4. Il ressort des pièces du dossier, et notamment de la note du service central du renseignement territorial du 25 mai 2022, qu’à l’occasion de deux visites domiciliaires des services de police, le 28 juin 2017 et le 28 janvier 2019, M. B…, d’une part, a refusé de serrer la main aux fonctionnaires féminines et, d’autre part, a défini la solidarité comme étant « la CAF et les APL » et indiqué « vouloir devenir français pour les aides ». Le requérant, en produisant des attestations générales de proches affirmant qu’il respecte le principe de l’égalité entre les hommes et les femmes et en établissant qu’il exerce une activité professionnelle depuis l’année 2014, et alors qu’il ne conteste pas les faits précis qui sont mentionnés par la note susmentionnée, n’en contredit pas utilement les énonciations circonstanciées. Il résulte de tout ce qui précède qu’eu égard au large pouvoir d’appréciation dont il dispose pour accorder la nationalité française à l’étranger qui la sollicite, le ministre de l’intérieur, a pu, sans entacher sa décision d’erreur manifeste d’appréciation ou d’erreur de fait, rejeter la demande de naturalisation de M. B… pour le motif cité au point 2 du présent jugement.
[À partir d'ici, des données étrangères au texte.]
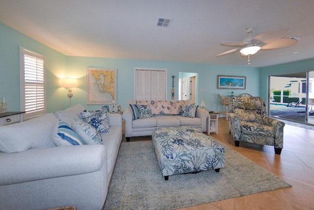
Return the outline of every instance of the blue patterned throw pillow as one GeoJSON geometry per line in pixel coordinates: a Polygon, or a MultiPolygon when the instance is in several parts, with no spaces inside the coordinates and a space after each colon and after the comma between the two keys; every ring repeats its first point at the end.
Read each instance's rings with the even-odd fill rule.
{"type": "Polygon", "coordinates": [[[63,121],[59,121],[57,135],[62,139],[61,141],[59,139],[56,139],[55,143],[58,146],[86,144],[83,139],[76,133],[68,123],[63,121]]]}
{"type": "Polygon", "coordinates": [[[133,116],[133,120],[135,120],[138,119],[139,114],[138,113],[138,108],[136,104],[130,104],[131,111],[132,111],[132,116],[133,116]]]}
{"type": "Polygon", "coordinates": [[[75,118],[72,122],[72,127],[88,145],[103,144],[100,134],[90,124],[75,118]]]}
{"type": "Polygon", "coordinates": [[[147,105],[136,104],[136,106],[138,109],[139,119],[151,118],[153,117],[153,113],[152,113],[152,110],[151,109],[149,104],[147,105]]]}
{"type": "Polygon", "coordinates": [[[195,117],[196,106],[195,104],[183,104],[182,106],[182,117],[193,118],[195,117]]]}
{"type": "Polygon", "coordinates": [[[151,118],[153,113],[149,105],[130,104],[132,111],[133,120],[151,118]]]}
{"type": "Polygon", "coordinates": [[[110,125],[108,118],[108,110],[86,111],[80,113],[80,117],[84,122],[94,127],[100,133],[109,132],[110,125]]]}

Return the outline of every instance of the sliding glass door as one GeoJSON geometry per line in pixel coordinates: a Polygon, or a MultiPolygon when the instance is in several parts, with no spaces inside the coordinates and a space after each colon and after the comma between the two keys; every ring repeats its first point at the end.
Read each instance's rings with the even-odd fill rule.
{"type": "Polygon", "coordinates": [[[314,71],[269,76],[270,116],[314,125],[314,71]]]}
{"type": "Polygon", "coordinates": [[[314,71],[308,72],[307,122],[314,125],[314,71]]]}

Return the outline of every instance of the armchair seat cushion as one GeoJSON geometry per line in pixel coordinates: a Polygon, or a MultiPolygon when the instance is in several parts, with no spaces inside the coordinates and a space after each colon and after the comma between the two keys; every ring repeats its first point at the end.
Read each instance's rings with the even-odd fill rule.
{"type": "Polygon", "coordinates": [[[275,137],[275,129],[273,127],[246,121],[241,121],[241,132],[247,134],[257,135],[269,137],[275,137]]]}

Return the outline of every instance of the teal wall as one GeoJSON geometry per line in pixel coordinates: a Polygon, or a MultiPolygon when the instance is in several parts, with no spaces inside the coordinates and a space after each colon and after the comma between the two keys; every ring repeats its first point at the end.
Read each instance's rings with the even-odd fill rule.
{"type": "Polygon", "coordinates": [[[268,76],[270,75],[314,70],[313,59],[260,68],[261,96],[265,101],[268,100],[268,76]]]}
{"type": "MultiPolygon", "coordinates": [[[[46,57],[47,112],[68,108],[67,90],[60,87],[60,79],[78,78],[78,88],[73,89],[72,104],[82,104],[89,110],[100,109],[102,105],[86,105],[86,67],[117,69],[116,102],[124,110],[127,100],[134,98],[134,68],[135,67],[166,68],[167,69],[167,99],[171,99],[172,78],[175,79],[175,99],[178,99],[179,72],[197,74],[198,97],[197,103],[204,99],[207,108],[213,111],[220,109],[218,93],[230,95],[248,92],[260,95],[260,69],[251,67],[219,65],[183,62],[170,62],[139,60],[109,59],[66,56],[15,30],[0,23],[0,97],[6,98],[8,111],[20,110],[19,46],[43,54],[46,57]],[[246,76],[246,90],[217,89],[217,75],[246,76]]],[[[263,85],[262,84],[262,86],[263,85]]]]}
{"type": "Polygon", "coordinates": [[[62,107],[57,75],[65,72],[66,56],[0,23],[0,97],[5,98],[7,111],[20,110],[20,46],[45,56],[47,111],[62,107]]]}

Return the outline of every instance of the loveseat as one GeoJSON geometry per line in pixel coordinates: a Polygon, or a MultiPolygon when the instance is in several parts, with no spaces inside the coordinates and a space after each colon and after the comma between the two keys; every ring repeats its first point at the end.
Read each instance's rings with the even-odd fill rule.
{"type": "Polygon", "coordinates": [[[102,143],[97,144],[82,136],[91,132],[74,125],[84,109],[78,104],[0,126],[0,210],[102,209],[122,140],[122,116],[107,114],[109,130],[100,134],[102,143]],[[67,124],[76,128],[66,136],[67,124]]]}
{"type": "Polygon", "coordinates": [[[129,100],[122,118],[127,141],[131,137],[151,136],[154,128],[189,126],[206,131],[208,111],[186,100],[129,100]]]}

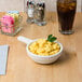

5. En dernier lieu, les circonstances invoquées par le requérant et relatives à son intégration en France sont sans incidence sur la légalité de la décision attaquée eu égard au motif qui la fonde.
6. Il résulte de tout ce qui précède que la requête de M. B… ne peut qu’être rejetée, en toutes ses conclusions.
D E C I D E :
Article 1er : La requête de M. B… est rejetée.
Article 2 : Le présent jugement sera notifié à M. A… B… et au ministre d’Etat, ministre de l’intérieur.
Délibéré après l’audience du 25 septembre 2025 à laquelle siégeaient :
Mme Béria-Guillaumie, présidente,
Mme Gibson-Théry, première conseillère,
Mme Baufumé, première conseillère.
Rendu public par mise à disposition au greffe le 9 octobre 2025.
La rapporteure,
A. BAUFUMÉ
La présidente,
M. BÉRIA-GUILLAUMIE
Le greffier,
P. VOSSELER
La République mande et ordonne au ministre d’Etat, ministre de l’intérieur en ce qui le concerne ou à tous commissaires de justice à ce requis en ce qui concerne les voies de droit commun contre les parties privées, de pourvoir à l’exécution de la présente décision.